Monsieur le Président,
J'ai l'honneur de remettre entre vos mains les Lettres par lesquelles
le Gouvernement Haïtien met fin à la mission de mon prédécesseur M.
Jacques C. Antoine et Celles qui m'accréditent auprès de Votre Excellence comme Ambassadeur Extraordinaire et Plénipotentiaire d'Haïti.
C'est pour moi un motif de grande fierté d'être appelé une nouvelle
fois à travailler au succès d'une œuvre à laquelle je me suis dévoué de
tout mon cœur au cours de ma première mission diplomatique à Washington : celle de rendre de plus en plus cordiales et fructueuses les
relations de mon pays avec les États-Unis et celle aussi d'assurer une
complète et sincère collaboration de nos vingt-et-une Républiques
d'Amérique dans tous les domaines de la vie internationale.
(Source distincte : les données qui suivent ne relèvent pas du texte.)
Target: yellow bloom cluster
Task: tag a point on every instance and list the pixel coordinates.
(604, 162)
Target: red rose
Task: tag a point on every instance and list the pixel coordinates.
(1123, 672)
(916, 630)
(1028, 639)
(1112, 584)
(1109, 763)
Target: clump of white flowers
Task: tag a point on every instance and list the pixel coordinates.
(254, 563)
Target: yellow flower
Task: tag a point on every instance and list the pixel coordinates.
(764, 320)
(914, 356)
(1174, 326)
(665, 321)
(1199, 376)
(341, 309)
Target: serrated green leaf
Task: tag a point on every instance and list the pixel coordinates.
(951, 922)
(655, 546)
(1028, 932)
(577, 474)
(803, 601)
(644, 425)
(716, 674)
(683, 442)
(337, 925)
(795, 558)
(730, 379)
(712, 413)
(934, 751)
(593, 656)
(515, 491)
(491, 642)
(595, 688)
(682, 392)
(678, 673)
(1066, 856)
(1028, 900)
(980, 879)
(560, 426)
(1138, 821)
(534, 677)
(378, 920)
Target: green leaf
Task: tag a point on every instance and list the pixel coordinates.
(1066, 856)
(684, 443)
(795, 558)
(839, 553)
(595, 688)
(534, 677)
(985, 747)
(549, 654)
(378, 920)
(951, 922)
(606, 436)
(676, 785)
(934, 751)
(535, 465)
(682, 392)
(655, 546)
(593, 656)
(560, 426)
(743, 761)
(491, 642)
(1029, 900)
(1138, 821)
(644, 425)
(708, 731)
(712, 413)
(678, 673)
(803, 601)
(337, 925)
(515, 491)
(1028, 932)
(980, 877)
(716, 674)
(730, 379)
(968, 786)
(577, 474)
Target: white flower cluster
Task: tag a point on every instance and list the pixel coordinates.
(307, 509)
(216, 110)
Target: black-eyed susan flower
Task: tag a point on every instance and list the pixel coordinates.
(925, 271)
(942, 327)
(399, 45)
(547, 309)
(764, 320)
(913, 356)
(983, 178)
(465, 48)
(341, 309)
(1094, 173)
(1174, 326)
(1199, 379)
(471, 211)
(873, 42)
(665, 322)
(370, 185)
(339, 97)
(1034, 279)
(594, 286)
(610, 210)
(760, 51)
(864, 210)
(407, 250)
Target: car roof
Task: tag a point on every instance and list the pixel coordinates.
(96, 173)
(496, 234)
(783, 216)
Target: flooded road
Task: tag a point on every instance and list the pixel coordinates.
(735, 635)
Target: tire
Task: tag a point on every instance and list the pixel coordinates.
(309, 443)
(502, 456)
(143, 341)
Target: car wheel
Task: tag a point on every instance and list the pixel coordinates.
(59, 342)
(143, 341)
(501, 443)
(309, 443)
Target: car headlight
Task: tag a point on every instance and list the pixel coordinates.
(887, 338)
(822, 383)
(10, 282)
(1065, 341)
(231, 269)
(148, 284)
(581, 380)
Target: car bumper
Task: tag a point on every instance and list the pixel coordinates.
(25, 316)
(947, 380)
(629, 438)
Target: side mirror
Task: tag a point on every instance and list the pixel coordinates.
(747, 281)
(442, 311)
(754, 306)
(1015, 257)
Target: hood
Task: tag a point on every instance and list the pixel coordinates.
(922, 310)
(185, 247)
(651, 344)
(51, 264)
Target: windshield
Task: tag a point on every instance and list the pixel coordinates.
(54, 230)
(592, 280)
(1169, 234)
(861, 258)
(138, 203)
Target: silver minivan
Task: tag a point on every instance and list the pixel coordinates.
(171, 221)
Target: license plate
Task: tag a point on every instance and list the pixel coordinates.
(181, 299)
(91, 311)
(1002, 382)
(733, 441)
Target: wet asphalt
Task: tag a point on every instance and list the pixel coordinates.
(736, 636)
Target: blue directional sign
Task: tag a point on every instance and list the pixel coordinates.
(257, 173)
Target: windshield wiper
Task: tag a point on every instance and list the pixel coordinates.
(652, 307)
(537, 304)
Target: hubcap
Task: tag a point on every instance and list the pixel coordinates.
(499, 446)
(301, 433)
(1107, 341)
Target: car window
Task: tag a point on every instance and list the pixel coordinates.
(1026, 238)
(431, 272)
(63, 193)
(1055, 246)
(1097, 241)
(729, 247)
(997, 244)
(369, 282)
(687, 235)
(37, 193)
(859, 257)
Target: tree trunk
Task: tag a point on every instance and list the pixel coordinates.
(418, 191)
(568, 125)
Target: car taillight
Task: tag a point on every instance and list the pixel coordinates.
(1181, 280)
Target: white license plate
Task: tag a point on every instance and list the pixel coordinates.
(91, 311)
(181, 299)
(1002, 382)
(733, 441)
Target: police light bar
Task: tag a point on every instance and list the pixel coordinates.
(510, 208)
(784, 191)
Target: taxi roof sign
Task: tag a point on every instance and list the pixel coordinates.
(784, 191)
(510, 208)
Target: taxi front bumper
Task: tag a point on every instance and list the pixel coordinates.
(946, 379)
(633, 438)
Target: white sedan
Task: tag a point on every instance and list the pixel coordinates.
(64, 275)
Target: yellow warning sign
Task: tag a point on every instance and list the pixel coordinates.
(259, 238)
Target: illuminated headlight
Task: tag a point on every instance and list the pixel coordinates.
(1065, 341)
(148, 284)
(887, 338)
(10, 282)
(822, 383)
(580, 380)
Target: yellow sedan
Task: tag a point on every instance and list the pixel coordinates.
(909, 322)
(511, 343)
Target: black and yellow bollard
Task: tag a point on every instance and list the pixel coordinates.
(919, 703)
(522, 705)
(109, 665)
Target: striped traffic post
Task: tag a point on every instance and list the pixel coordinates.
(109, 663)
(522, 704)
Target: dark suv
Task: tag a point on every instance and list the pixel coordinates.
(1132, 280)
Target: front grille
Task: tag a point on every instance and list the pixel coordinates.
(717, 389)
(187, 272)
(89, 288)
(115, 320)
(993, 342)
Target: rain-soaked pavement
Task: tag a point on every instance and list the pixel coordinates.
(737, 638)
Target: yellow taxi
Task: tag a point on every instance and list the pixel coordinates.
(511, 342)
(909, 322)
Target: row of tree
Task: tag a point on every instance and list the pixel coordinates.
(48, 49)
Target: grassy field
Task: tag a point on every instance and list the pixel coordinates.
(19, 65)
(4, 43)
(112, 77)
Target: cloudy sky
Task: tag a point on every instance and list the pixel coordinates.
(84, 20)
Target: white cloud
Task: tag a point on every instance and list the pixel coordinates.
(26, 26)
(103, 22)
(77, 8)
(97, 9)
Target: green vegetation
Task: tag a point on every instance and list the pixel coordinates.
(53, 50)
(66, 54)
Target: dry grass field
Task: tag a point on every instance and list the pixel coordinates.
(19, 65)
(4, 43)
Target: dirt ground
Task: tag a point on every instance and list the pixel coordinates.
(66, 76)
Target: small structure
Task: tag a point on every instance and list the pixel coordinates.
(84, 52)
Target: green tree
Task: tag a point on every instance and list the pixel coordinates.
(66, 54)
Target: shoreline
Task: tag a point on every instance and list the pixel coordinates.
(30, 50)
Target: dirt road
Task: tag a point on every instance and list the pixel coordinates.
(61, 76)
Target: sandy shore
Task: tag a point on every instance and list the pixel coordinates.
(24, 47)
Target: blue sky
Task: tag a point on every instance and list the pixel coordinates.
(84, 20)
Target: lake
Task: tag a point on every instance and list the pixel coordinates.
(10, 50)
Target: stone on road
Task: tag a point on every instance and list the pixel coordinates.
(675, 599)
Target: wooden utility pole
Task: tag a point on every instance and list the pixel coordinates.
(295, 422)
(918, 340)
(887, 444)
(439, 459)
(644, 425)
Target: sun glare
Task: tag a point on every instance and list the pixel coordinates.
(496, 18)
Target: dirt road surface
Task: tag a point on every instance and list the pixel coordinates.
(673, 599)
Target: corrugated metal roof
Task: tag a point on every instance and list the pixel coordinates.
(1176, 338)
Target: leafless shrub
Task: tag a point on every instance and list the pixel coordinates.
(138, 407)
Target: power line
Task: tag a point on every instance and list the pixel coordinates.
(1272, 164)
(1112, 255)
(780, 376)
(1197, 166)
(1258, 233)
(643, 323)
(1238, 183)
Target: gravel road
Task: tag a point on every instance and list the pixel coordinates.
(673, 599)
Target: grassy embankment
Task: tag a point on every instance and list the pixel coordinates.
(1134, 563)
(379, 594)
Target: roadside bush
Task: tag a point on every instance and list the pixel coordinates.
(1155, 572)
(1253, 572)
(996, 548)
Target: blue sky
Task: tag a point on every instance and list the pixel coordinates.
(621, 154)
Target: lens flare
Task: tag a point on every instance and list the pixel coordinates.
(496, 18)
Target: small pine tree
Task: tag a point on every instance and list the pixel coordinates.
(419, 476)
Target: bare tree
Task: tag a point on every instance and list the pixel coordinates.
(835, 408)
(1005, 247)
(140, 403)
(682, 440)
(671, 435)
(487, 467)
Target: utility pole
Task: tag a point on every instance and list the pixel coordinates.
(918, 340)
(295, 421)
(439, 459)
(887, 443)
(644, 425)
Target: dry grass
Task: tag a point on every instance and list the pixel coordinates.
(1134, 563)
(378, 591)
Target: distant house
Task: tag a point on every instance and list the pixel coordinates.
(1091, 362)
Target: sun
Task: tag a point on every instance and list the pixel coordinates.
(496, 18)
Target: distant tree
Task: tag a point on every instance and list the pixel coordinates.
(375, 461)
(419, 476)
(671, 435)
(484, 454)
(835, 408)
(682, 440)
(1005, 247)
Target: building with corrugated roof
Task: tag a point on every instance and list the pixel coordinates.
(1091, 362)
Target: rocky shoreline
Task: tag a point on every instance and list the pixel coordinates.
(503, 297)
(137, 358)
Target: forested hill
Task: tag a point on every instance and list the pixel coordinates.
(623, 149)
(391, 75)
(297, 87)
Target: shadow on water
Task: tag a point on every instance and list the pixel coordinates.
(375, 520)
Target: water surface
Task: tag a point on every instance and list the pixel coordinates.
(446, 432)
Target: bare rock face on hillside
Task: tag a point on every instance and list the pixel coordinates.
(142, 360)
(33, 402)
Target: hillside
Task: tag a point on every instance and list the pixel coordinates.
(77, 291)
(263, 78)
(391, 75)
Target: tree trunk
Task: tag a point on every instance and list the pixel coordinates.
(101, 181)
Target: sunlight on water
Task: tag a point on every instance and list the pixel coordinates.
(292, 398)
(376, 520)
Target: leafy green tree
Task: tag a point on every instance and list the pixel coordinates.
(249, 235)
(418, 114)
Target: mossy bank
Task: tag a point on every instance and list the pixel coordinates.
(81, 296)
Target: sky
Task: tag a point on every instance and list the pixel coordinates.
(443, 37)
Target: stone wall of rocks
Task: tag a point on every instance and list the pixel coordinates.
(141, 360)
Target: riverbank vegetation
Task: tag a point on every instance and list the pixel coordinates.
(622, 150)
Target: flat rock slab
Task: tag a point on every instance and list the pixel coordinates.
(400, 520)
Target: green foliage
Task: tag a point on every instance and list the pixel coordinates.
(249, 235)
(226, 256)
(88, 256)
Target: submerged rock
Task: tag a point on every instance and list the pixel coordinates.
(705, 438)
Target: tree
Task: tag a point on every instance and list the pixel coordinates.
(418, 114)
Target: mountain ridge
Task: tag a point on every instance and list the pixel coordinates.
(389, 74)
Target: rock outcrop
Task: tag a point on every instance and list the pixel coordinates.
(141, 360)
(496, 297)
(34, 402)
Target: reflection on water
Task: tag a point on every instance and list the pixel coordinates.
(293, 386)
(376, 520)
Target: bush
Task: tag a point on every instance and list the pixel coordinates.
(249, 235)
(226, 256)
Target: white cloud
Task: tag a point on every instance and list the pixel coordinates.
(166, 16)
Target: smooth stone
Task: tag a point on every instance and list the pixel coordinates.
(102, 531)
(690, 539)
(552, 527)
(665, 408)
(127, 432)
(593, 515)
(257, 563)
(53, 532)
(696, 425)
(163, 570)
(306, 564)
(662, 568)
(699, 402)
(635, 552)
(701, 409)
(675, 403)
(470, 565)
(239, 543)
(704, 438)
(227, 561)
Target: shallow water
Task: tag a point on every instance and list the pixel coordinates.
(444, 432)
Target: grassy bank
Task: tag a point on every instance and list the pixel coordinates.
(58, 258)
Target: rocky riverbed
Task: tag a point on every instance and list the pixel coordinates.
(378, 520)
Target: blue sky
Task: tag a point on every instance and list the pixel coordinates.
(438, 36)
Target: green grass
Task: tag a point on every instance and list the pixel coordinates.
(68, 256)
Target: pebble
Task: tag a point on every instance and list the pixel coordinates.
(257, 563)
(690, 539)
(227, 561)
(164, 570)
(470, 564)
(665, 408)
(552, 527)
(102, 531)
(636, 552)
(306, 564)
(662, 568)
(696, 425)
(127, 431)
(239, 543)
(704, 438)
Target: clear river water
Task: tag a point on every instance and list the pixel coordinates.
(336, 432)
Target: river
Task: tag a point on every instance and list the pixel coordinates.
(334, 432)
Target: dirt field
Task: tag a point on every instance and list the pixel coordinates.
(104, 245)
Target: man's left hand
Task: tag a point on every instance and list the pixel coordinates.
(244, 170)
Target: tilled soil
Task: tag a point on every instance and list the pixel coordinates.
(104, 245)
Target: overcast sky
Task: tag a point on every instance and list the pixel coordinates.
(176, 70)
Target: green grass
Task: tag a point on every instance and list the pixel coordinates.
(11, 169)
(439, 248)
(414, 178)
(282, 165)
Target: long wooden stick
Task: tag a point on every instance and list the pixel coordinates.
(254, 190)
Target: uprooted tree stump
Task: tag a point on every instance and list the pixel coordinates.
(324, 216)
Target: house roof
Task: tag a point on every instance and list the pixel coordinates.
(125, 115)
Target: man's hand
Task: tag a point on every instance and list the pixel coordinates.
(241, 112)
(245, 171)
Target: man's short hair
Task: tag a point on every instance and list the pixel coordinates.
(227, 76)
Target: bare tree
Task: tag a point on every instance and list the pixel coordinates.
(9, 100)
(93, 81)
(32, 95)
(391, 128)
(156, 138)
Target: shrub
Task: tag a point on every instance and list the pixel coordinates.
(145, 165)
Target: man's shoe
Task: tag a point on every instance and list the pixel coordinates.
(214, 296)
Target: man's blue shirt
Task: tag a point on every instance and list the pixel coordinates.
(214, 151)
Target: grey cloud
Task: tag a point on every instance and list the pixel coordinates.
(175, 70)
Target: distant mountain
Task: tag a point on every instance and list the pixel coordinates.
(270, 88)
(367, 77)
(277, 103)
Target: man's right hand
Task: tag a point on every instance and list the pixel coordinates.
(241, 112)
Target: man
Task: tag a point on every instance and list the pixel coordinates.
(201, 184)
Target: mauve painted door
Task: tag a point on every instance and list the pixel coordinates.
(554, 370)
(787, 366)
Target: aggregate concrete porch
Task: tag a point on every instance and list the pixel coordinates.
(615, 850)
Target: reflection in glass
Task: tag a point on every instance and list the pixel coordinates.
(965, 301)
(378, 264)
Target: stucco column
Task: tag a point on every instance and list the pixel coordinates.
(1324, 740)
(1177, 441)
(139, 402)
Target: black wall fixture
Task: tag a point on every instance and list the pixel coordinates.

Les événements qui ont eu lieu en Haïti au début de cette année
montrent que le peuple haïtien est resté fidèle aux principes démocratiques pour lesquels ses ancêtres ont versé leur sang dans le passé. Ce qu'il veut aujourd'hui, c'est établir la paix à l'intérieur de son
pays sur la base solide de la prospérité nationale et de la justice sociale. Dans la nouvelle Constitution qu'il va se donner afin de répondre à ses propres aspirations et aux prescriptions de l'Acte de Chapultepec et de la Charte de San-Francisco, il entend consacrer, plus
fortement que jamais, les droits de l'Homme à la vie, à la liberté, à
l'égalité des moyens d'éducation et de travail, sans distinction de sexe,
de race, de langue ou de religion.
Tout en étant fermement attachés à leur autonomie politique et à
leur indépendance administrative et financière, les Haïtiens comprennent bien que la prospérité de leur nation est étroitement liée à celle de
ses voisines. Tous nos pays font en effet partie d'un vaste système
d'interdépendance universelle, et c'est par des mesures collectives
qu'ils peuvent améliorer la situation économique et sociale de leurs
populations respectives. Cela est particulièrement vrai pour les États
de cet hémisphère qui, solidairement unis par des intérêts politiques,
intellectuels, économiques et militaires, ont, les uns envers les autres,
des devoirs d'assistance mutuelle et des obligations de défense commune.
Les progrès réalisés durant ces derniers temps au sein de l'Union
Panaméricaine, grâce à la fraternelle politique du « bon voisin », font
désormais de cette Institution Régionale un boulevard pour la paix et
la prospérité en Amérique et, par conséquent, pour la paix et la prospérité du monde entier. Une Amérique, solidaire dans la paix comme
dans la guerre, unie dans l'amitié et dans[11] la justice, puissante par
ses valeurs spirituelles et par ses richesses matérielles, restera un admirable exemple de coopération et d'harmonie. Elle s'imposera
comme modèle à l'Organisation des Nations Unies, dont elle constitue
une fraction importante et qui, sur un plan plus large, travaille au bienêtre des peuples et à l'établissement d'une justice égale pour « tous les
hommes de tous les pays », suivant la généreuse expression de la
Charte de l'Atlantique devenue le bréviaire de la démocratie.
La proclamation de son indépendance le 1ᵉʳ janvier 1804 a fait
d'Haïti le deuxième État indépendant de cet hémisphère, venant immédiatement après les États-Unis de l'Amérique du Nord. L'aide fraternelle, prêtée par son président Alexandre Pétion à Simon Bolivar en
1816 pour l'émancipation des Colonies Espagnoles et l'abolition de l'esclavage en Amérique Hispanique, fait d'Haïti l'un des pionniers du
Panaméricanisme. Haïti a toujours donné sa plus loyale contribution à
la cause de la solidarité interaméricaine. C'est pourquoi elle croit avoir
acquis l'estime de toutes ses sœurs d'Amérique. Et c'est pourquoi elle
compte particulièrement sur la bienveillance personnelle de Votre Excellence et sur l'assistance amicale de votre Gouvernement pour l'aider
à se délivrer des entraves qui gênent son essor politique, économique
et financier et pour lui permettre de remplir, en toute liberté et sincérité, au sein de l'Union Panaméricaine, le rôle auquel lui donnent droit
sa glorieuse histoire et ses aspirations démocratiques.
Permettez-moi, Monsieur le Président, de joindre mes vœux à ceux
du Gouvernement et du Peuple d'Haïti pour le bonheur personnel
de Votre Excellence et la prospérité de la grande Nation Américaine.
Source : Bellegarde, D. (1948). Dessalines a parlé. Société d’Éditions et de Librairie.